Fuentes: Building for an audience of one: starting and finishing side projects with AI

El artículo de Loris Bognanni explora cómo la inteligencia artificial (IA) puede facilitar la creación de proyectos personales, incluso para aquellos con poca experiencia en tecnologías específicas. El autor describe la creación de 'FastTab', un reemplazo personalizado para el selector de tareas de KDE Plasma, como un ejemplo práctico. El problema original era una lentitud en el selector de tareas, algo que afectaba a un nicho de usuarios (un 'público de uno') que aún utilizan X11 y KDE.

El proceso comenzó con una simple frustración y una conversación con Claude, un modelo de lenguaje. En lugar de intentar solucionar el problema directamente, el autor utilizó Claude para generar una especificación detallada del nuevo selector de tareas, dividiéndola en hitos manejables. Esto permitió crear un prototipo funcional en pocos días, a pesar de la falta de experiencia en Zig (el lenguaje de programación elegido) y en los detalles internos de X11. La clave fue iterar sobre la especificación, refinándola hasta que se comprendiera completamente. Se enfatiza la importancia de usar pseudocódigo en lugar de código real en la especificación inicial para evitar que el modelo de lenguaje se centre en detalles de implementación prematuros, y el uso de diagramas Mermaid para una mejor visualización.

Para mitigar los riesgos asociados con la ejecución de código generado por IA, el autor implementó varias precauciones: uso de control de versiones (Git) para revertir cambios, un área de preparación (staging area) para revisar los cambios antes de confirmarlos, y contenedores Docker personalizados (a través de 'contai') para aislar el entorno de desarrollo y evitar daños al sistema principal. También se le indicó al modelo de lenguaje que operaba dentro de un contenedor con limitaciones específicas.

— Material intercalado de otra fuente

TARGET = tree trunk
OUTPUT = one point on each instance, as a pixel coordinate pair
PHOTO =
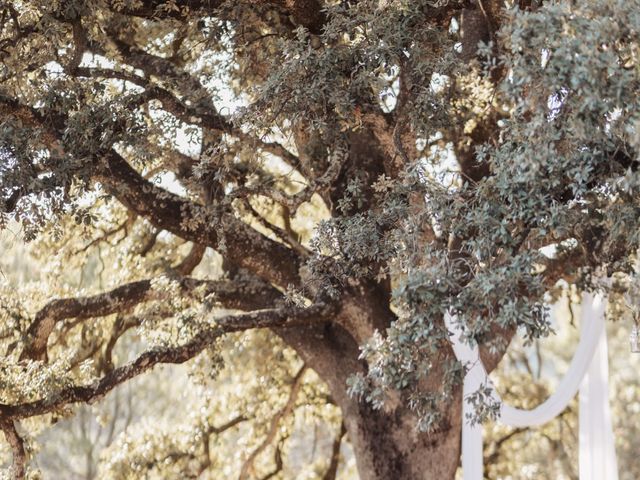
(388, 446)
(386, 443)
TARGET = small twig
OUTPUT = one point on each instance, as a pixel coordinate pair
(275, 424)
(16, 443)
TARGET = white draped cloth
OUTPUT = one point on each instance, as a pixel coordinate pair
(588, 372)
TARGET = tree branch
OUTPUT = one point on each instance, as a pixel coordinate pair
(247, 466)
(17, 447)
(243, 293)
(282, 318)
(332, 471)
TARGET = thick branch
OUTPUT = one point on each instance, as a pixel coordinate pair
(241, 294)
(274, 318)
(239, 242)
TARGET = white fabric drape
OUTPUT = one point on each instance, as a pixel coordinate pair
(597, 454)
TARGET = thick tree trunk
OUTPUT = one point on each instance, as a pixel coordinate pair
(388, 446)
(386, 443)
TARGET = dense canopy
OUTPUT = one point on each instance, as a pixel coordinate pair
(290, 195)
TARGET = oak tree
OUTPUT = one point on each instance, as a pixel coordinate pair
(360, 169)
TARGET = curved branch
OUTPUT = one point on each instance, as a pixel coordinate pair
(240, 243)
(17, 447)
(242, 294)
(247, 466)
(273, 318)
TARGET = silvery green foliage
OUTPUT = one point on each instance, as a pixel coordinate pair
(564, 173)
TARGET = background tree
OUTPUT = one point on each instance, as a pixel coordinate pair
(359, 168)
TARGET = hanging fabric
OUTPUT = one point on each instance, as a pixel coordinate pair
(596, 450)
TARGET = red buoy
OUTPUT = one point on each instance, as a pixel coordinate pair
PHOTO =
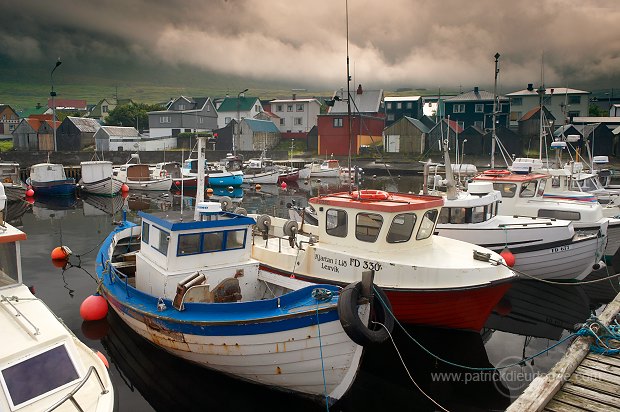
(94, 307)
(509, 258)
(103, 359)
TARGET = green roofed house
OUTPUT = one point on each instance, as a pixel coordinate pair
(241, 107)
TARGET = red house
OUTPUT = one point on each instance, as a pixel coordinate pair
(367, 123)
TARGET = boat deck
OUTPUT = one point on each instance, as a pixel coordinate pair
(580, 381)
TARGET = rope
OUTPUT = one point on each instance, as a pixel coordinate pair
(318, 325)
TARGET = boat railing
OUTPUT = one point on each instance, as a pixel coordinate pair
(18, 313)
(70, 395)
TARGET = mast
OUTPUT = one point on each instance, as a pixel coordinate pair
(494, 134)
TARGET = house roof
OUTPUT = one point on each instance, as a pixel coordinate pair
(369, 101)
(230, 104)
(84, 124)
(261, 125)
(548, 91)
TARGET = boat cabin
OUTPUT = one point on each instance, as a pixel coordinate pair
(171, 249)
(376, 220)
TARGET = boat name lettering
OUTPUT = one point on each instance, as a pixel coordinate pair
(560, 249)
(365, 264)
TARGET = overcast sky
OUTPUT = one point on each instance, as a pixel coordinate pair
(392, 43)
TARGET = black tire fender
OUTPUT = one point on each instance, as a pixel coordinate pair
(380, 311)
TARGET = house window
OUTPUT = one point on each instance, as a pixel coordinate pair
(458, 108)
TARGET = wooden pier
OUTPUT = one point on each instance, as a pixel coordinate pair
(580, 381)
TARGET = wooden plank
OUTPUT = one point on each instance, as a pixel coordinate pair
(602, 398)
(542, 389)
(594, 384)
(583, 403)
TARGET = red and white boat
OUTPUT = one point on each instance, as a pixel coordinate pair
(429, 280)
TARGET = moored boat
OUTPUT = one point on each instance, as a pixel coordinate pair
(191, 287)
(430, 280)
(97, 178)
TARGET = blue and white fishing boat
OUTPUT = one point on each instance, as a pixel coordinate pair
(190, 287)
(49, 179)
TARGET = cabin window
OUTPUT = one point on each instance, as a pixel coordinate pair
(37, 375)
(559, 214)
(528, 189)
(336, 223)
(506, 189)
(145, 232)
(428, 224)
(401, 228)
(367, 226)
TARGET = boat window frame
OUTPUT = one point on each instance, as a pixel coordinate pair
(337, 231)
(47, 349)
(419, 234)
(403, 240)
(367, 237)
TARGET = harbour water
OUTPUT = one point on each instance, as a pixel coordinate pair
(531, 317)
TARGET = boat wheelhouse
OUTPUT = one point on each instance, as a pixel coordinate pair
(430, 280)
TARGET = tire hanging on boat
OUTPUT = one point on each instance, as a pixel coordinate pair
(380, 311)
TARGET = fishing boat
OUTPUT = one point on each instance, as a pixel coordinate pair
(190, 287)
(138, 176)
(43, 365)
(97, 178)
(430, 280)
(523, 195)
(14, 187)
(49, 179)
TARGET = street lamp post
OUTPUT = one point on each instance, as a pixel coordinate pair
(238, 121)
(53, 95)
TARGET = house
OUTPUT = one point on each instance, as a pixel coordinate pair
(397, 107)
(367, 122)
(240, 107)
(446, 128)
(256, 135)
(475, 108)
(563, 103)
(76, 133)
(406, 135)
(296, 116)
(183, 114)
(8, 121)
(118, 138)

El artículo también aborda los desafíos prácticos del uso de herramientas de IA para codificación, como el consumo de tokens (el costo de usar los modelos de lenguaje) y la necesidad de refactorizar el código generado para mejorar su modularidad y mantenibilidad. El autor destaca que, aunque la IA puede generar un código funcional, el conocimiento de programación sigue siendo esencial para comprender, depurar y mejorar el resultado. Finalmente, el autor reflexiona sobre el futuro de la IA en el desarrollo de software y la posibilidad de que los modelos de código abierto alcancen el nivel de los modelos comerciales.